The solution to this is to inject dispatchers as a dependency into **the classes that use them.

  • Create a class CoroutineDispatcherProvider
data class CoroutineDispatcherProvider(
  val main: CoroutineDispatcher = Dispatchers.Main,
  val default: CoroutineDispatcher = Dispatchers.Default,
  val io: CoroutineDispatcher = Dispatchers.IO
)
  • Add CoroutineDispatcherProvider as a dependency to MainViewModel
class MainViewModel(
  private val mainRepository: MainRepository,
  private val dispatcherProvider: CoroutineDispatcherProvider
): ViewModel() {
  • In app/di/viewModelModule update the view model constructor
val viewModelModule = module {
    viewModel { MainViewModel(get(), CoroutineDispatcherProvider()) }
}
  • Update the setUp function of the test class
@Before
fun setUp() {
    mainRepository = mock()
    val testDispatcher = TestCoroutineDispatcher()
    Dispatchers.setMain(TestCoroutineDispatcher())
    val coroutineDispatcherProvider = CoroutineDispatcherProvider(
        main = testDispatcher,
        default = testDispatcher,
        io = testDispatcher
    )
    mainViewModel = MainViewModel(mainRepository, coroutineDispatcherProvider)
}
  • Finally update the function we are testing to use the dispatcher provider
fun launchASuspendFunction() = viewModelScope.launch(dispatcherProvider.default) {
    mainRepository.repositorySuspendingFunction()
    mainRepository.repositorySuspendingFunction()
}

Now if we run the test, it will pass again no matter what dispatcher we use.

Coroutine Scope Rule

Manually creating a test dispatcher and CoroutineDispatcherProvider for every test class is a bit tedious. We can extract this work into a JUnit rule.

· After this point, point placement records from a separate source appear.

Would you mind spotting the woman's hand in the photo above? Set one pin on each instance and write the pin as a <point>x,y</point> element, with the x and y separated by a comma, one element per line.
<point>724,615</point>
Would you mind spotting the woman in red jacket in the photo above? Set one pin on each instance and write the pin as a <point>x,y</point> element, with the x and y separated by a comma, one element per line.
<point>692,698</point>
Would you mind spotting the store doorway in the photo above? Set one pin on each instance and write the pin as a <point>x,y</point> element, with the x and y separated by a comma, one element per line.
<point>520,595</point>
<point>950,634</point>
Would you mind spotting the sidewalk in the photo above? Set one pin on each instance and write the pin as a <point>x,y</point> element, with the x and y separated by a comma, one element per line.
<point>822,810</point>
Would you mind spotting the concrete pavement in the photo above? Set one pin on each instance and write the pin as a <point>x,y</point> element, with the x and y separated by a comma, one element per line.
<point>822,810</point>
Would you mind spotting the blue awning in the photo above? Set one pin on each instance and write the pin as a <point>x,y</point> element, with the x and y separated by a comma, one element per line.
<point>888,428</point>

  • Create a class CoroutineScopeRule in the test directory.
@ExperimentalCoroutinesApi
class CoroutineScopeRule(
    private val dispatcher: TestCoroutineDispatcher = TestCoroutineDispatcher(),
    var dispatcherProvider: CoroutineDispatcherProvider = CoroutineDispatcherProvider()
): TestWatcher(), TestCoroutineScope by TestCoroutineScope(dispatcher) {

    override fun starting(description: Description?) {
        super.starting(description)
        Dispatchers.setMain(dispatcher)
        dispatcherProvider = CoroutineDispatcherProvider(
            main = dispatcher,
            default = dispatcher,
            io = dispatcher
        )
    }

    override fun finished(description: Description?) {
        super.finished(description)
        cleanupTestCoroutines()
        Dispatchers.resetMain()
    }

}
  • We can apply this rule as
@get:Rule
val coroutineScope = CoroutineScopeRule()
  • We can also create a BaseTestclass that will apply the rule. Create an new file BaseTest
open class BaseTest {

    @get:Rule
    val coroutineScope = CoroutineScopeRule()
}
  • And make the MainViewModelTest class extend from BaseTest
class MainViewModelTest: BaseTest()
  • We can now get rid of the dispatchers related code in the setup function of MainViewModelTest
@Before
fun setUp() {
    mainRepository = mock()
    mainViewModel = MainViewModel(mainRepository, coroutineScope.dispatcherProvider)
}
  • The cleanup function can be deleted as that part is already handled by the rule applied in the BaseTest class.

Where to go from here

You now have a setup that can help you write unit tests that deal with coroutines and any dispatchers!